While it's too soon to say whether this spending trend will continue through December, the numbers fed hopes that a strong holiday spending season could deliver a much-needed boost to the U.S. economy.

Black Friday retail numbers

This trend toward more shopping activity seems to have had both breadth and depth: breadth, in that record numbers of consumers participated, with over 226 million people shopping during the Black Friday weekend, and depth, in that individual consumers spent more on average. The NRF found that the average shopper spent $398.62 this Black Friday weekend, which is 9.1 percent more than last year's average.

While in-store promotions made headlines, much of the activity took place online. IBM released tracking data from 500 retailers that showed online sales up by 39.3 percent on Thanksgiving and 24.3 percent on Black Friday.

Will it last?

The record shopping figures for the Black Friday weekend are a great start, but they do not guarantee a successful holiday shopping season. Aggressive Black Friday promotions--many of which were especially aggressive this year--can sometimes front-load the shopping season, so that some of the activity seen on the first weekend simply detracts from spending later in the season.

The question, then, is whether the promise of the Black Friday weekend can be sustained.
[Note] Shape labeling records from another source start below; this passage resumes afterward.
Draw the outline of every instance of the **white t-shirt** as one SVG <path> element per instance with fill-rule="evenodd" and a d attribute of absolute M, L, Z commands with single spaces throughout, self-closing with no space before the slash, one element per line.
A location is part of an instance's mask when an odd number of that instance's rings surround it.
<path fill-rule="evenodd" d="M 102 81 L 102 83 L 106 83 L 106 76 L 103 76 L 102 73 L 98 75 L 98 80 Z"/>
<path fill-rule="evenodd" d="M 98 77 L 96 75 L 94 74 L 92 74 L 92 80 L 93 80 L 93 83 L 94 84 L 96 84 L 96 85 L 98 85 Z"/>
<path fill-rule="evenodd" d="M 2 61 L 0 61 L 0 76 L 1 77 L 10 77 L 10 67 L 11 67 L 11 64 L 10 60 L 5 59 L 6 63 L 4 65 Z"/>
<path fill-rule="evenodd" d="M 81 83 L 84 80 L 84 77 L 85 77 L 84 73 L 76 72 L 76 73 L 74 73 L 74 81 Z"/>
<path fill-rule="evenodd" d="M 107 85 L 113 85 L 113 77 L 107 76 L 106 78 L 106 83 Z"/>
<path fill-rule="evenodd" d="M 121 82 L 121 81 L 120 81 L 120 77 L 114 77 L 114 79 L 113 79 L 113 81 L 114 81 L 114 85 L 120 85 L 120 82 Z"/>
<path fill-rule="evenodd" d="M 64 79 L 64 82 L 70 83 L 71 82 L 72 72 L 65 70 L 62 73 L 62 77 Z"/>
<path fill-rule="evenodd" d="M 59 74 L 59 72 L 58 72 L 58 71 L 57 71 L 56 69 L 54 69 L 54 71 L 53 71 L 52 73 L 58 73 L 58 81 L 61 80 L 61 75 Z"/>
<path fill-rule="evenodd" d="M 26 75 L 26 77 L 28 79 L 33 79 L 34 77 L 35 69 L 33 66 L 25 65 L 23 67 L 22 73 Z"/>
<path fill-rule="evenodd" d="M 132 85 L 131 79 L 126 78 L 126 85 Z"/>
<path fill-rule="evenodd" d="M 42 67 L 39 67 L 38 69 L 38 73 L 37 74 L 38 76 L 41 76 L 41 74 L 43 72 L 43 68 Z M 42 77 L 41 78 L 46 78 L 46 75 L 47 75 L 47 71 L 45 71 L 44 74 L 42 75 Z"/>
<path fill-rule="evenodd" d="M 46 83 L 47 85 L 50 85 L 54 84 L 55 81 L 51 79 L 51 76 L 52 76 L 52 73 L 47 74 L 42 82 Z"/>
High unemployment continues to be a drag on consumer potential, but on the plus side, household debt service burdens have dropped to their lowest levels since 1994.

The impact on savings account rates

Improved economic activity can set the stage for higher savings account interest rates in a few different ways. A stronger economy would allow the Federal Reserve to back off from its low interest rate policies. The financial markets often respond to optimism about the economy by driving bond yields higher. Finally, stronger consumer spending could revive bank lending, giving banks more incentive to offer higher interest rates to attract the deposits that could help fund their loans.

Black Friday weekend may be the kickoff to the most important period of the year for retailers, but the weekend's promising activity needs to be sustained in the weeks ahead in order to get the economy, and savings account rates, moving again. Still, at a time when markets were reeling from discouraging news on European debt and Washington discord, last weekend's retail boost is a significant sign of hope.